# Data loading and parsing

In this notebook we find load the data from a specific simulation and parse it to be used in the subsequent analysis notebooks.

We need to know the simulation ID from the database, the ID of the Zenodo repository where the data has been deposited, and the time zone, start and end times of the simulaton for correctly parsing the data.

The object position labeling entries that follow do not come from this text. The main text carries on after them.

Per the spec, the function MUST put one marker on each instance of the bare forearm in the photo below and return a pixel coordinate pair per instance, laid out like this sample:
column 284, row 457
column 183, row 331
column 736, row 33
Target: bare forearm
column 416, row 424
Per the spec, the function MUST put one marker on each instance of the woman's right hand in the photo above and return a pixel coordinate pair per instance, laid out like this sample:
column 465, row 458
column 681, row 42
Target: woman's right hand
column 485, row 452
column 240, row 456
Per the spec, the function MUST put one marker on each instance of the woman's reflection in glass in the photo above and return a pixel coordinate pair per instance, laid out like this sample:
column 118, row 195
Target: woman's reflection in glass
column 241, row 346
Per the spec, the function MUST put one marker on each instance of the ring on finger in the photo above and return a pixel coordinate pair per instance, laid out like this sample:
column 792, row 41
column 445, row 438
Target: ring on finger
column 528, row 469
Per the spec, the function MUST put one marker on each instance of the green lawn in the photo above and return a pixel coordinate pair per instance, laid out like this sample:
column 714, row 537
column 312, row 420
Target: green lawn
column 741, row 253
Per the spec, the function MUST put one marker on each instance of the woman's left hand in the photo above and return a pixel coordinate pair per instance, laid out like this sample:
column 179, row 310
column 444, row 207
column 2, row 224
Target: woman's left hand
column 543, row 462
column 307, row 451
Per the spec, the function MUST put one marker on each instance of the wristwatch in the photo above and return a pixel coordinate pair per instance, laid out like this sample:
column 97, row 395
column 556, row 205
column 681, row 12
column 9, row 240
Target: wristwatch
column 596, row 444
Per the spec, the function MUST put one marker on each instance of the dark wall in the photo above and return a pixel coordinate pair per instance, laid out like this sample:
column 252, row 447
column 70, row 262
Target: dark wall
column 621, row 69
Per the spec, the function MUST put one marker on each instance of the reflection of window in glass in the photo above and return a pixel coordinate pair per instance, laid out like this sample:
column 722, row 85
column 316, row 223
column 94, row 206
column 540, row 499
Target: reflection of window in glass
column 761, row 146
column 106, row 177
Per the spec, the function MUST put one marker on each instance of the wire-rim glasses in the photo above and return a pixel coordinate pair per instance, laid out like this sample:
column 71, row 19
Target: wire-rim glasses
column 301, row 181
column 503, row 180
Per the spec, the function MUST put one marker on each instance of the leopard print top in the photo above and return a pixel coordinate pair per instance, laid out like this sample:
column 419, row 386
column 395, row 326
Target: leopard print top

We use the [pickle module](https://docs.python.org/3/library/pickle.html) to serialize the objects we create in this notebook from the parsed data and save them in binary format to easily load them back into the analysis notebooks.

In [1]:
import os
from os import path
from datetime import datetime
import pickle
import pytz
import requests

import pandas as pd
import numpy as np

import networkx as nx

from scipy.io import mmwrite

# Utility code is saved in separate python files to shorten the notebook
from utils.parsing import get_contact_list, get_infection_list, get_node_state, hour_rounder, create_contact_network, remove_nodes_with_less_edges
from utils.parsing import get_score_events, get_info_count, get_info_users, get_node_index

## Input data and settings

The input files from the simulation should be stored in the data folder, under a subfolder named as their corresponding ID.

In [6]:
# Dataset ID
dataset_id = 39

# Format of the dataset, options are the follow:
# 0 - old OO simulations
# 1 - prod OO simulations
# 2 - research OO simulations
# 3 - epigames
data_format = 0

# Time zone, starting and ending time
# sim_tz = "US/Mountain"
# time0 = 'Oct 29 2020 9:00AM'
# time1 = 'Nov 4 2020 12:00PM'

# Time zone, starting and ending time
sim_tz = "US/Mountain"
time0 = 'Feb 19 2021 9:00AM'
time1 = 'Mar 1 2021 12:00PM'

# sim_tz = "Asia/Shanghai"
# time0 = 'Nov 20 2023 9:00AM'
# time1 = 'Dec 4 2023 12:00PM'

In [7]:
# Settings for data analysis

# Discard transmissions when the infected node was already infected before
discard_reinfections = True

# Default contact time for transmissions that are missing an associated contact event
def_contact_time = 10

# Time delta for plots in seconds
time_step_min = 30
time_delta_sec = 60 * time_step_min

# Time delta for plots in seconds, each frame is 1 day
frame_delta_sec = 24 * 60 * 60

min_total_contact_time = 5  # at least this total time (in minutes) over the two weeks to be defined as in contact
min_total_contact_count = 1 # nodes must have at least this number of edges with other nodes to be kept

# Print warning messages to the console when parsing data
print_data_warnings = False

In [8]:
data_folder = path.join('./data', str(dataset_id))
output_folder = path.join('./output', str(dataset_id))
if not path.exists(output_folder):
    os.makedirs(output_folder)

# https://howchoo.com/g/ywi5m2vkodk/working-with-datetime-objects-and-timezones-in-python
# https://itnext.io/working-with-timezone-and-python-using-pytz-library-4931e61e5152
timezone = pytz.timezone(sim_tz)
obs_date0 = timezone.localize(datetime.strptime(time0, '%b %d %Y %I:%M%p'))
obs_date1 = timezone.localize(datetime.strptime(time1, '%b %d %Y %I:%M%p'))

In [9]:
# Load participants and histories

all_users = pd.read_csv(path.join(data_folder, "participants.csv"), low_memory=False) 
all_events = pd.read_csv(path.join(data_folder, "histories.csv"), low_memory=False)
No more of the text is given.